Recovering data points from an image
I started with the image you provide and called it img
. This solution isn't perfect but it might serve as a starting point.
Get some known points:
I right clicked the image and selected "Get Coordinates". I then clicked as closely as possible to the origin, and the points {0,1.3} and {10.,.82}. On Windows hold Ctrl+C to copy those points. And then Ctrl+V to paste them into the notebook...
{o, y, x} = {{36.5173`, 206.72`}, {17.5824`, 17.3711`}, {391.209`, 54.9028`}};
Find a transformation that will return the proper points:
Here I use FindGeometricTransform
and feed it the known values for the selected points along with their image coordinates. This produces a TransformationFunction
to use later.
trans = FindGeometricTransform[
{{0, .82}, {0, 1.3}, {10, .82}},
{o, y, x}
][[2]];
Obtain and process the image data:
Here I round the RGB color values in the ImageData
so that the blue curve is coded as {0,0,1}. This will allow me to extract the curve.
data = Round[ImageData[img], 1];
col = DeleteDuplicates[Flatten[Round[ImageData[img], 1], 1]];
Graphics[{RGBColor[#], Disk[]}, ImageSize -> Tiny] & /@ col
The nice blue color I'm wanting to extract is the third color in the list. Now I binarize the image. I convert non-blue pixels to black and the blue to white.
binImage = Image@Replace[data, {col[[3]] -> 1, _ :> 0}, {2}]
But this has some spurious points I'd like to remove so I only have the curve remaining. I'll use a GaussianFilter
to create a binary mask that will allow me to filter those points out. This should give me the curve I want.
curve = ImageApply[{0, 0, 0} &, binImage,
Masking -> ColorNegate[Binarize[GaussianFilter[binImage, 5]]]]
That's much cleaner! Now to extract the locations of the white pixels while maintaining the proper orientation.
curvLoc = (Reverse /@
Position[ImageData[curve, DataReversed -> True], {1., 1., 1.}]);
Apply the transformation before to the curve points and show it with the original plot before distortion. I called this plot
...
Show[ListPlot[trans@curvLoc, PlotRange -> All], plot]
Its not perfect, but it should be a start.
EDIT: I realized that the coordinates of the origin were actually {0,.82} rather than {0,.8}. With this realization we get an even better approximation. Note that I've also employed an interpolating function. Using various smoothing techniques on the function values prior to interpolating should further improve things.
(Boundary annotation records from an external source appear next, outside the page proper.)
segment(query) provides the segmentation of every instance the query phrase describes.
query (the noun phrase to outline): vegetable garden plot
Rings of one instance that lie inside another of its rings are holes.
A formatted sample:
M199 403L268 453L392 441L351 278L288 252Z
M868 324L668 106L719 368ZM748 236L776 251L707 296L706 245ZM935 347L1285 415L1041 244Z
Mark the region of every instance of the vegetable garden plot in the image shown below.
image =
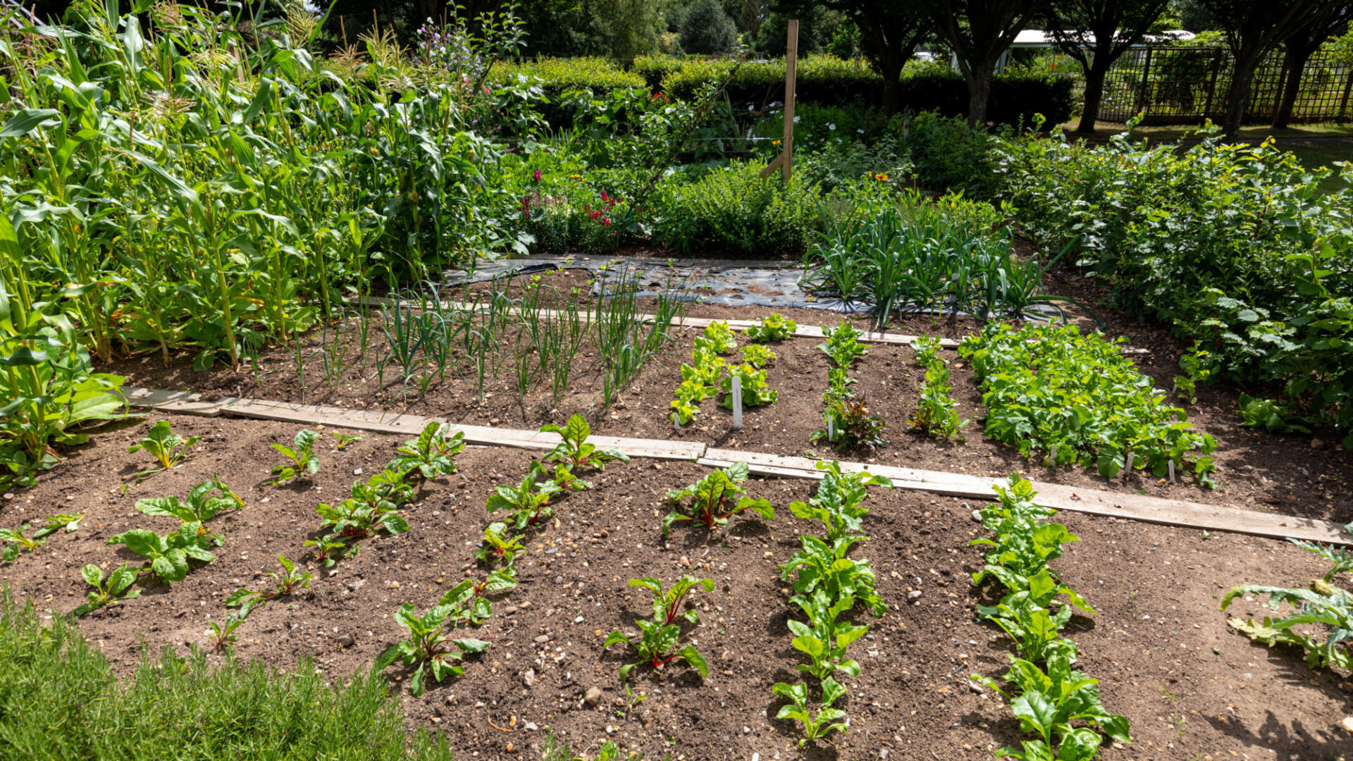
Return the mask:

pts = Sort[trans@curvLoc];
g = Interpolation[pts, InterpolationOrder -> 1]
Show[Plot[g[x], {x, .05, 10}, PlotStyle->Red], plot]
Let me emphasize what IMO are the key-points in the image-processing here. First of all, if your images are not so bad there is no requirement to manually find the inverse transformation. What you should try is (as @kguler already mentioned) a Hough-transform which detects lines. An equivalent filter in Mathematica is given by ImageLines
. So what you do is, you invert the colors of your image and binarize it with a high threshold.
On this image you apply ImageLines
and you get exactly two lines. But even if you don't get only two lines, it should be possible to make an educated guess which are the right ones automatically.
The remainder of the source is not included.